Yes, for Romantika, we are looking for a new job. Galaxy and Europa are in the good condition. They're accommodating the refugees in the Holland. We keep them in the vessels in good condition. We making the maintenance needed and investing if needed. When the contracts will end one day, they are easily ready to start operations in our routes. Currently, Galaxy contract is going to end mid of October, but they have extension possibility to extend the contract with one year, and Europa is going to end end of next January, but also there are the possibility to extend the contract with one year. Definitely, as the both contracts are profitable, we working and trying to keep them chartered out in the Netherlands.
Thank you. Are there any changes planned regarding routes and ships for this year?
Not at the moment.
Moving on with the Q&A, with the questions on the Q&A section, could you elaborate what led to the decision to revise useful lives of vessels?
Yes, the reason is or was very practical. Our ships are very well kept and maintained, and as already mentioned, Silja Serenade and Silja Symphony, for example, are 45 years old, but can operate for another decade. Maybe another example, just to open up this, we sold Seawind when she was over 50 years, 50 years old, and she's still sailing today. Also, one former vessel of Tallink, Regina Baltica, is 45 years old and still sailing today. We maintain our vessels very well, and this gives us the opportunity to use the vessels quite long, and that is the practical background of this question.
What is the effect on annual depreciation from the sale of Star, Regal Star, and Sailor?
It is around EUR 3.5 million.
Did the sale of vessels yield any gains, or were they done at book values?
Mainly book values.
You have posted strong volume recovery year-to-date in cargo. What has driven this, and have you recovered market share?
As already mentioned, January was a bit exceptional because our competitor were in dock, but we see also moderate growth in February. There are tough competition. Of course, we hope that economies are going to recover, because when the Finnish economy going to recover, we will see more demand for the cargo services as well. Currently, it's just our cargo people good work to get back clients we maybe lost a year ago.
Was the decision to not prolong charter agreement for Romantika initiated on behalf of the counterparty, or was this in-house decision?
It was on behalf of the contract party.
Another question about the depreciation. Given the prolongation of useful lives for vessels, is it reasonable to expect that mid-term you do not plan to allocate any capital to purchase new vessels?

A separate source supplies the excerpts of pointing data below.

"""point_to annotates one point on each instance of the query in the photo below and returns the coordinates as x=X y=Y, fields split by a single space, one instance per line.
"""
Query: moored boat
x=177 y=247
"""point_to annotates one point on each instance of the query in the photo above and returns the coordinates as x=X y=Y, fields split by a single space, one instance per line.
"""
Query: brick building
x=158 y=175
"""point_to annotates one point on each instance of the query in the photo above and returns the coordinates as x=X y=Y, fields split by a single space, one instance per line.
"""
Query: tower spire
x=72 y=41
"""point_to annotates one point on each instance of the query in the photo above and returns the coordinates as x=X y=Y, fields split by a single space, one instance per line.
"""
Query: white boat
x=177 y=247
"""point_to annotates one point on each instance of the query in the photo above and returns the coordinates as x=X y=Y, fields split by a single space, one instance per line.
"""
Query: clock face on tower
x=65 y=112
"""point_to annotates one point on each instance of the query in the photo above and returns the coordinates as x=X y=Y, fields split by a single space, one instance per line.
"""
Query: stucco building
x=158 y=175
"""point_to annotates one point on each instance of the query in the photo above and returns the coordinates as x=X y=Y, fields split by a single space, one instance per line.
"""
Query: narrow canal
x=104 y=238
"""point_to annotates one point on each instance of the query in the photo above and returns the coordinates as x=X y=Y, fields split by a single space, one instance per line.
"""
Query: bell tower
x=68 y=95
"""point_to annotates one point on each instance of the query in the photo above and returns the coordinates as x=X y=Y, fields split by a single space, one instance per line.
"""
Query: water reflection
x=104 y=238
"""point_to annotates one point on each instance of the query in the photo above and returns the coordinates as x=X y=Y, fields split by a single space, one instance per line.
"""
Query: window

We can say that we are not going to purchase the new vessels, but definitely in coming three years, we are not going to build the new vessels. We'll see what life will bring us. Yes, as I mentioned already, to build the new vessels, we need to have the consensus, which is the fuel for the future for next 40 years. We take our time to analyze it before we going to invest into the new buildings again.
Thank you, and that was the last question for today. On behalf of Tallink, we would like to thank everyone for participating and for your questions. Our first quarter 2026 results will be published in April, and we appreciate your continued interest and support, and we wish you a pleasant rest of the day. Thank you and goodbye.